Die Kunden werden unruhig – in der Theaterkapelle – Rezension

30.9.13 / jw- Feuilleton/

Die Theaterkapelle ist ein wunderschöner Spielort in der Boxhagener Straße, die Macherinnen und Macher dort arbeiten aus Leidenschaft. Die Regisseurin, Theaterdozentin und Intendantin Christina Emig-Könning hat den Ort zu einem multimedialen Spielort gemacht, viele Künstler haben hier die Gelegenheit sich auszuprobieren und weiterzuentwickeln, die Anwohner ein innovatives Theater direkt in ihrer Nähe. 

Diesmal war die Bühne, es handelt sich um das Innenschiff der alten Kapelle, allerdings so hergerichtet, wie die Theaterkapelle bald aussehen wird, wenn es so weitergeht wie bisher, dass nämlich sämtliche Fördergelder gestrichen wurden.  Von der Decke tropft es, Putz rieselt staubig herab, die lose an Kabeln herabhängenden Birnen knistern gefährlich.

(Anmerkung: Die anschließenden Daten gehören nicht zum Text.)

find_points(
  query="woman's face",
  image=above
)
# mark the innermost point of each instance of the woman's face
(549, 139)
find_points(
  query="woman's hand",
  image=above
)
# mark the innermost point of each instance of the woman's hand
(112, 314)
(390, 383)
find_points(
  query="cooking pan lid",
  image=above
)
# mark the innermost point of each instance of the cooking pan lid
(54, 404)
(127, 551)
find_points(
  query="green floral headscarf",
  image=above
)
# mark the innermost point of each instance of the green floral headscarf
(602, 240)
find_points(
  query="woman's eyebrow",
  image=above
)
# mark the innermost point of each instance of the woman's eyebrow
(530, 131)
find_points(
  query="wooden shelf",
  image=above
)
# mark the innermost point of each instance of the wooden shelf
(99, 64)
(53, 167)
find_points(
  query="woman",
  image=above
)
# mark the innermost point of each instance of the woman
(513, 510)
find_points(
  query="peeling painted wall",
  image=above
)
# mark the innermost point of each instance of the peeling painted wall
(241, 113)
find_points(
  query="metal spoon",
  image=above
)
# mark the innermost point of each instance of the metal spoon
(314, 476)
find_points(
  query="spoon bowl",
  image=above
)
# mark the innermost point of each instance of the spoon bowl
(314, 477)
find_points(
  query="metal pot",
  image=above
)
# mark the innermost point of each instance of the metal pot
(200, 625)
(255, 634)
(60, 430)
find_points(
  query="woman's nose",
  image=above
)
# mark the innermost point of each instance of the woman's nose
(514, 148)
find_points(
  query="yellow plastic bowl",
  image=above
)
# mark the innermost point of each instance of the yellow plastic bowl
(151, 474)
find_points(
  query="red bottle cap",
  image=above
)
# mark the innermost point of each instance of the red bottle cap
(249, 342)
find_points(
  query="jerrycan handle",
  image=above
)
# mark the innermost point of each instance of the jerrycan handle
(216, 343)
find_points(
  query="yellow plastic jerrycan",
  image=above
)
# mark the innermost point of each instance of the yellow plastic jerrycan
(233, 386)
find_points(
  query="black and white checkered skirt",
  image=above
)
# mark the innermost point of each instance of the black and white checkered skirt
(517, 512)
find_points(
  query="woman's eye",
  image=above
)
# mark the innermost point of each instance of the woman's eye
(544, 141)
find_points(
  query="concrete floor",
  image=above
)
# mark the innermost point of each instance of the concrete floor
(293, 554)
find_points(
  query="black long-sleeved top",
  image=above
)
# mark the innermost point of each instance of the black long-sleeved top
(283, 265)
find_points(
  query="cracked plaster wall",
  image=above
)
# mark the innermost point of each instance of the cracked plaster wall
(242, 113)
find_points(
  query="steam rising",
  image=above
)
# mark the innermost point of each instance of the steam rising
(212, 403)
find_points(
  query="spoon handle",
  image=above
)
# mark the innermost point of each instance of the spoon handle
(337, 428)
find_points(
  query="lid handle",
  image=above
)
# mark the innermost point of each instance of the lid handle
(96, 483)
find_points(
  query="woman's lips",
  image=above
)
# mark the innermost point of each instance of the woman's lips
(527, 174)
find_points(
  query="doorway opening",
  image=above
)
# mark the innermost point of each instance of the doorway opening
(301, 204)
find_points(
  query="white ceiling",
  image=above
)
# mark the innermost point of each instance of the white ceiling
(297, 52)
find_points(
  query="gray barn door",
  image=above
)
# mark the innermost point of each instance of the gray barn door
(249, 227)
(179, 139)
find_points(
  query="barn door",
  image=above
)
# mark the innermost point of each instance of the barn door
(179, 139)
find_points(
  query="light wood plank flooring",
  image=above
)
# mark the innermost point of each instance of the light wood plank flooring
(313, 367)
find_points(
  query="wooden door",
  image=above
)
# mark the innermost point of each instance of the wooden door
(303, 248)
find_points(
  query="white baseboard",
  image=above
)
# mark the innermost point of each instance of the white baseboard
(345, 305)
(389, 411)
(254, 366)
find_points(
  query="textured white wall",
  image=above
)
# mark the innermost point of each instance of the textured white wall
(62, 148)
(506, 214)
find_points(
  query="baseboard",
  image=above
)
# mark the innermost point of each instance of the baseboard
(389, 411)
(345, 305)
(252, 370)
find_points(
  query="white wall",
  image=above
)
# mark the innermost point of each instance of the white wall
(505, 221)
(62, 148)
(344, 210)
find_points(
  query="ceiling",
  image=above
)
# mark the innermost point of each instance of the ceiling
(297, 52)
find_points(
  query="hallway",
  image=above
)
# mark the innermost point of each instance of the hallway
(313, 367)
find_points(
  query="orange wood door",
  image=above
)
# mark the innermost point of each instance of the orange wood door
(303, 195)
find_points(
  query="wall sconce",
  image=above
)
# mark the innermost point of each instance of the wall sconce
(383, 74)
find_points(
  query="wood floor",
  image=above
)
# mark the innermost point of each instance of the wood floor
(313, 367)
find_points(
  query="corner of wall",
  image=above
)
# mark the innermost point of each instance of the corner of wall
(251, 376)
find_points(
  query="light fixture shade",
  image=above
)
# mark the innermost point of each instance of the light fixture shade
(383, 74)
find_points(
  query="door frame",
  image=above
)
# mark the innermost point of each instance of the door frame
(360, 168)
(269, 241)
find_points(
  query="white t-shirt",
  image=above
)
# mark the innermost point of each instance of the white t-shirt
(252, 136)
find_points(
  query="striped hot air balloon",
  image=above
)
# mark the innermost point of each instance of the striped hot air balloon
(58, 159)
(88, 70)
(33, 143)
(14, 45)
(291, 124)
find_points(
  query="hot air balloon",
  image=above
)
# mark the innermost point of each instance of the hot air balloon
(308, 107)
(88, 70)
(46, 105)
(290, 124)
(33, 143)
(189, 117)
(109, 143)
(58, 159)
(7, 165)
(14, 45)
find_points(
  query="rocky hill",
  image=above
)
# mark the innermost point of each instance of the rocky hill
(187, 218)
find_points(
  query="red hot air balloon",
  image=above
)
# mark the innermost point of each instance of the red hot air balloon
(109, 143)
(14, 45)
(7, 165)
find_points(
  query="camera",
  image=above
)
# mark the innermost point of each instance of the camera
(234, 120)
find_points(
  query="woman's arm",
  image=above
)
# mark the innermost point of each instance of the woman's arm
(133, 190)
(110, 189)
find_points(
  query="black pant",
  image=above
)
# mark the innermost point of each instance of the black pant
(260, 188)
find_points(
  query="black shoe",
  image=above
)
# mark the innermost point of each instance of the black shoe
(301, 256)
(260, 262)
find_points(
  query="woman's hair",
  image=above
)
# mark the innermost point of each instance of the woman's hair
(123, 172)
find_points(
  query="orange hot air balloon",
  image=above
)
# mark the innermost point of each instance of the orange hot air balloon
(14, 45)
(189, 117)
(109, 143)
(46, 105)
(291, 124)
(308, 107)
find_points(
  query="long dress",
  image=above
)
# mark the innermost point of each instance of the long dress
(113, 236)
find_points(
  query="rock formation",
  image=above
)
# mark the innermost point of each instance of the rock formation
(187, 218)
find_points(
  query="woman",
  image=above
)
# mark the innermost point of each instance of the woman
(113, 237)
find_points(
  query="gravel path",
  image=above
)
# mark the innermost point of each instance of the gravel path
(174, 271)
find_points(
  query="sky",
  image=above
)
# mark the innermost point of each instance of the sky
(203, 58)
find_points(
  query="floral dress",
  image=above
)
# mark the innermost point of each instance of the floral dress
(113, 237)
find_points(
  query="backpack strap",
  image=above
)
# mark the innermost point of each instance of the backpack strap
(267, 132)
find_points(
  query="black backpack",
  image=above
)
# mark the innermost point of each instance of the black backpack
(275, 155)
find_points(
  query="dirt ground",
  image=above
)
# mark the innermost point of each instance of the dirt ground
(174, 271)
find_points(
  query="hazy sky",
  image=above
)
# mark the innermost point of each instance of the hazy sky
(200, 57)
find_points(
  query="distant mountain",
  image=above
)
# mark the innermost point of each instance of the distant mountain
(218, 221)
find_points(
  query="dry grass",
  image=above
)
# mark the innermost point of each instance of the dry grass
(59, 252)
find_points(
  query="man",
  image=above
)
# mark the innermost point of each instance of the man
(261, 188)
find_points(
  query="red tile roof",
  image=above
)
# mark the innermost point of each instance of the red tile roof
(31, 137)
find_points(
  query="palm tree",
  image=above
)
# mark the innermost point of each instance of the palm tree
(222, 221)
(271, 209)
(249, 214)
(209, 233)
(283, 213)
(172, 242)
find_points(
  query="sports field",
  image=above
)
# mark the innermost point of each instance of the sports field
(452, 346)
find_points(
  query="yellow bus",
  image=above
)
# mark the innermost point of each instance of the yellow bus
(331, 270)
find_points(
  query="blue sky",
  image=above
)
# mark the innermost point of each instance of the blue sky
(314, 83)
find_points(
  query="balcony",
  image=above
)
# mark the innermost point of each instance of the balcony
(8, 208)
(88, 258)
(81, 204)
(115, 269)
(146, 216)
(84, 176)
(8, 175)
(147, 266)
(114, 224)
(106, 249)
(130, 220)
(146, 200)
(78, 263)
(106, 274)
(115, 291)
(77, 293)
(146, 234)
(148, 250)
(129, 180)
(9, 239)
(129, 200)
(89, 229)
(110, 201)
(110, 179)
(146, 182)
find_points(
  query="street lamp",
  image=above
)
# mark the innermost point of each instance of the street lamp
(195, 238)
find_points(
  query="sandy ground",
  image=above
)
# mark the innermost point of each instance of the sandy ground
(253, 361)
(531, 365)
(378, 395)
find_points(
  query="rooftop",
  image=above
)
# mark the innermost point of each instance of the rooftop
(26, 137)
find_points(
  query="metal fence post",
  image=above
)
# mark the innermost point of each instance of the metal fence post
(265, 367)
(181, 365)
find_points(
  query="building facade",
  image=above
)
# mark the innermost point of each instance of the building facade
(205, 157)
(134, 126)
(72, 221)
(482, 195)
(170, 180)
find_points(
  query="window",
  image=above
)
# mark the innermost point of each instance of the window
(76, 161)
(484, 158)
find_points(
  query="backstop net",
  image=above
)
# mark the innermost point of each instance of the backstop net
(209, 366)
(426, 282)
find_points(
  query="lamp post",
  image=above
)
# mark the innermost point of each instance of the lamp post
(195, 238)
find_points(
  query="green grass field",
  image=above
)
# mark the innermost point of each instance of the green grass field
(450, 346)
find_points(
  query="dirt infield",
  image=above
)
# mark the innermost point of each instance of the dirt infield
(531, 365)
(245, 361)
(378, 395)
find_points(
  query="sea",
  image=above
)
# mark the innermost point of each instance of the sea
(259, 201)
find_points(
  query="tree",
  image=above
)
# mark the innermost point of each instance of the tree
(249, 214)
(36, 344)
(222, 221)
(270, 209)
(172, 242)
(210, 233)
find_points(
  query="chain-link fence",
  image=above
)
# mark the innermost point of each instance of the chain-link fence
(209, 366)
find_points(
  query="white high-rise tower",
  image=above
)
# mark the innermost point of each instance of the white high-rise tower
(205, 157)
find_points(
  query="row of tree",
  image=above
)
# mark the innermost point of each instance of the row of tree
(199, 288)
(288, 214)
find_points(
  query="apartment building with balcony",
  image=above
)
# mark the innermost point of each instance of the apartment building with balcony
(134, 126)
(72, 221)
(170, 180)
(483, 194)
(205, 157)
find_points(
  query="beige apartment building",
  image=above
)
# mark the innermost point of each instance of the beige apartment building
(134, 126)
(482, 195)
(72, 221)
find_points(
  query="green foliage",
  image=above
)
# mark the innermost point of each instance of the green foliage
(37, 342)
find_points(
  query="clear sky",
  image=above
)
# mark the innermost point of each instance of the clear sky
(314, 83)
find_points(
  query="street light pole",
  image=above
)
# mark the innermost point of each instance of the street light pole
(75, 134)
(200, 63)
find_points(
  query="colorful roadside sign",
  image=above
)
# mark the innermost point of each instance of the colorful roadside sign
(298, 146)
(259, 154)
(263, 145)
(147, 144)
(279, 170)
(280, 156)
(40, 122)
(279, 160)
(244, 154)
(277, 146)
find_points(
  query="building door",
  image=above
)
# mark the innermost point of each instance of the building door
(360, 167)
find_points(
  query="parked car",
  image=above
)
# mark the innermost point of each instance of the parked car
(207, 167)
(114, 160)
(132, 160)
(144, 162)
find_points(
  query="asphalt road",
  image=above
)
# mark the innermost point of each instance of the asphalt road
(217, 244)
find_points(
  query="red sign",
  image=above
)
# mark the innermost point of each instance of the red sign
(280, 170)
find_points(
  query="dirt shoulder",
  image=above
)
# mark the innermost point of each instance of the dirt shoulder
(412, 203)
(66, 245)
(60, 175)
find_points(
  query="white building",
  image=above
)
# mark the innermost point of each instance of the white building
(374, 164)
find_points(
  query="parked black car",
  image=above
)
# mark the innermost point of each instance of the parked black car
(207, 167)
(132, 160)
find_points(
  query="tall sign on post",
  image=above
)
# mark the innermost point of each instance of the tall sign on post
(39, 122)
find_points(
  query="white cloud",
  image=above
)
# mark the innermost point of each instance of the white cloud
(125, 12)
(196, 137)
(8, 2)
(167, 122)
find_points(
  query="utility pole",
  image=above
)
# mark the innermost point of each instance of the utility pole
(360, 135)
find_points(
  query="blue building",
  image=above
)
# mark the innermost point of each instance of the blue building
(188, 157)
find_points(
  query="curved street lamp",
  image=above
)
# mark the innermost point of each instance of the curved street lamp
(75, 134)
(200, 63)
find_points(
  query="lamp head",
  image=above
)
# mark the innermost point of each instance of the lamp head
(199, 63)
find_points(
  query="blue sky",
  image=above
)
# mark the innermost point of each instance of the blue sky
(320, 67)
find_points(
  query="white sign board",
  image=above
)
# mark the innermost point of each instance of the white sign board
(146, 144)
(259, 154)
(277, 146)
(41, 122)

Alte Stühle stehen herum, die Kirchenbänke sind in Folie eingewickelt.

Dazwischen spielen heute drei Leute ein Burnout vermeidendes Supervisionsdrama einer Mitarbeiterkleingruppe aus irgendeiner Bank. („Die Kunden werden unruhig“ von Johannes Schrettle) Wie die maroden Räume, haben sich auch die Persönlichkeiten und Beziehungen dieser Bankmenschen ganz den Verwertungsbedingungen des Kapitals unterworfen und das da etwas schief läuft, merkt man aus den gestotterten, mit inneren Monologen durchsetzten Sätzen, die diese sich aus den Mündern quälen.

Kein Näherkommen

Unsicherheiten und neurotische Reaktionen halten diese Menschen mühsam aufrecht, die durch den ständigen Umgang mit Zahlen, Maschinen und Sprachformeln keinerlei Übung im Umgang mit Ihresgleichen mehr haben. Ein nervöser Kollege, eine Führungskraft, eine Personaltrainerin sind die Personen, die hier weniger geschaffen und gezeigt, als von den Schauspielern, die gleichzeitig immer wieder ihre Rollen kommentieren, in ihre Einzelteile zersplittert und zerlegt werden. Ihre hölzern-heuchlerische, gleichsam kriecherische und sich selbst scheinbar enthüllende, in Wahrheit sich um so mehr verbergende Art der Kommunikation, die keinerlei Näherkommen beinhaltet, ist gut gespielt, aber auf die Dauer etwas mühsam.

Blut und Melone

Die Idee ist gut, erinnert an Jellinek, aber leider ist die Umsetzung mE künstlerisch nicht überzeugend gelöst. Zum Ende der Supervisionstortur geraten die Personen horrormäßig aus den Fugen und da wird es dann leider grob gesagt geschmacklos: Die Führungskraft, die vorher schon eine pornografisch-sexistische Einlage mit dem nervösen Kollegen gab, nimmt ein Brotmesser und ersticht theatralisch die sich ständig neurotisch juckende  Personaltrainerin. Dabei übergießt sie sich selbst mit Blut, wirft danach eine Melone auf den Boden und wälzt sich anschließend in deren Fruchtfleisch. Ein Segen, dass das Publikum nicht, wie in ähnlichen Fällen üblich, damit beworfen wird, den Ausgang verstellt allerdings das Spiel (Die Bühne ist vor der einzigen Ein- und Ausgangstür aufgebaut), so dass eine Flucht der Zuschauer aus dieser Szene leider nicht gelingen kann.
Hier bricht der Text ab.